Similar conflicts of interest arise in response to other parametric shifts. Figure 3 shows the effect of restructuring the loans at a lower coupon rate. Keeping r at 6 percent, μ = 0, and σ2 = 2 percent (the values used in Figure 1), we show the comparison between coupon rates of 10 percent and 8 percent. The two value functions cross. There is a critical level of x, such that more junior creditors are better off with the lower coupon rate, and more senior creditors are better off with the higher coupon rate. A reduction in c has two effects: each nominal dollar's claim has entitlement to a smaller flow of contractual coupon payments, but actually receives these payments for a larger subset of the stochastic outcomes. For the relatively junior creditors, the latter effect dominates.

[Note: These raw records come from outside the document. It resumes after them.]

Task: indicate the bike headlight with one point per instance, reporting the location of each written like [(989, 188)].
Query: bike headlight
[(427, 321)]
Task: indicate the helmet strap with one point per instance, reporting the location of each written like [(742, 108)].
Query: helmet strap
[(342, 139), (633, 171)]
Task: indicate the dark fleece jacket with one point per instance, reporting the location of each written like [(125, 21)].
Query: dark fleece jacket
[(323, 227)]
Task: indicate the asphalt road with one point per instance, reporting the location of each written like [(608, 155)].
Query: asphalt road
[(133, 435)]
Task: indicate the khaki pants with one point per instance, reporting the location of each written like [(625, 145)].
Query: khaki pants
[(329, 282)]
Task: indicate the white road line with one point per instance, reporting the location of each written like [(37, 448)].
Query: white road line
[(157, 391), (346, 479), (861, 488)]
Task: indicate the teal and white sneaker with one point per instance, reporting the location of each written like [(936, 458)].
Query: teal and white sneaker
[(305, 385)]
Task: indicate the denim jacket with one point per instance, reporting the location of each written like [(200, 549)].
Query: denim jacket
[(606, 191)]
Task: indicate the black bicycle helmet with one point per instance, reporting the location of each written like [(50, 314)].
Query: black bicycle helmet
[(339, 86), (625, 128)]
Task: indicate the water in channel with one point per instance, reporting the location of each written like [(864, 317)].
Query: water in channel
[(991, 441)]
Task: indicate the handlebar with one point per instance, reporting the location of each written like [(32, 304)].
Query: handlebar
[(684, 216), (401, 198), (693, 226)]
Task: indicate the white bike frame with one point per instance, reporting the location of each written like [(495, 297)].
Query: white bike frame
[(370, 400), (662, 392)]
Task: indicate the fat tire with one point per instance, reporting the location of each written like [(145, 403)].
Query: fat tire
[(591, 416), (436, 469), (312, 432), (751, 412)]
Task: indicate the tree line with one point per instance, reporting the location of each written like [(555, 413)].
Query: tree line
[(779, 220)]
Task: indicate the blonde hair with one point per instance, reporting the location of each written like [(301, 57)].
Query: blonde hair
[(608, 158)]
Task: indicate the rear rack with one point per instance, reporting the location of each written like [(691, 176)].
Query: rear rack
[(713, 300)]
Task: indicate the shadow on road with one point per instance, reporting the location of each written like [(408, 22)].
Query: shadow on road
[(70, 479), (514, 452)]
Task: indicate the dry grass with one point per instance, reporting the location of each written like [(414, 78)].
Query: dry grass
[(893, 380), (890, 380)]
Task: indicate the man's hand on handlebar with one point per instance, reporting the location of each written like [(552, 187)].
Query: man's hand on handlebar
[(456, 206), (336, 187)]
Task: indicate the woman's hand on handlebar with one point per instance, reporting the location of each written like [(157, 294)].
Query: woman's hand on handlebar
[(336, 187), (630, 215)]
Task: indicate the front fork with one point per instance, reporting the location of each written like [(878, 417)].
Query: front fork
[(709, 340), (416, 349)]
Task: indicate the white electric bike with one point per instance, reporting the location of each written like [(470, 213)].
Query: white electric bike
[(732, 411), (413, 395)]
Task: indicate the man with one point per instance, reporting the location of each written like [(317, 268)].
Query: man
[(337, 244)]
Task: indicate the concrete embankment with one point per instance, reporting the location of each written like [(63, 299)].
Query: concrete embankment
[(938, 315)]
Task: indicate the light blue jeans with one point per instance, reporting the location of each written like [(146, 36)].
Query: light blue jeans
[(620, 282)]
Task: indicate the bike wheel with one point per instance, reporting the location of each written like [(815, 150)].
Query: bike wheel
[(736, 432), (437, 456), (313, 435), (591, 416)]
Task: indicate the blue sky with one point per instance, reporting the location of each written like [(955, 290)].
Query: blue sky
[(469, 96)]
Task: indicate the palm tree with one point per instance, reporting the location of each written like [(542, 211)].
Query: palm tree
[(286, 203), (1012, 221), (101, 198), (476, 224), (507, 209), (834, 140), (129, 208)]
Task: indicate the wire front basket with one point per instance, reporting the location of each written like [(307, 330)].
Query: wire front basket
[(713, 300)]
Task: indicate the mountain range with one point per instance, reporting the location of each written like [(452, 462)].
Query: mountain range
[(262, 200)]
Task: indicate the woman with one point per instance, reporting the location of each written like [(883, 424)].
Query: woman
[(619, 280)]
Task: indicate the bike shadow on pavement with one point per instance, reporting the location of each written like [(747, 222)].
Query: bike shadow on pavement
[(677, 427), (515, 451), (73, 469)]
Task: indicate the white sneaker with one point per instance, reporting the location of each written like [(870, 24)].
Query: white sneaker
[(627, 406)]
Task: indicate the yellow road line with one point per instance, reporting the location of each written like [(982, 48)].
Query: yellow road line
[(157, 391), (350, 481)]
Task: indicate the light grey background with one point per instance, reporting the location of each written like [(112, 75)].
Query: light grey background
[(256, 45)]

If official creditors of indebted countries are de facto more senior than private creditors, and all creditors are concerned with the values of their claims, one should expect more senior creditors to oppose restructuring on terms more favorable to debtor countries, and the more junior ones, usually commercial banks, to support such actions. To the extent that such is not the case, either the official creditors have concerns that go beyond the market value of their claims, or the private creditors expect to make up for their losses through other channels such as taxpayer-financed bailouts.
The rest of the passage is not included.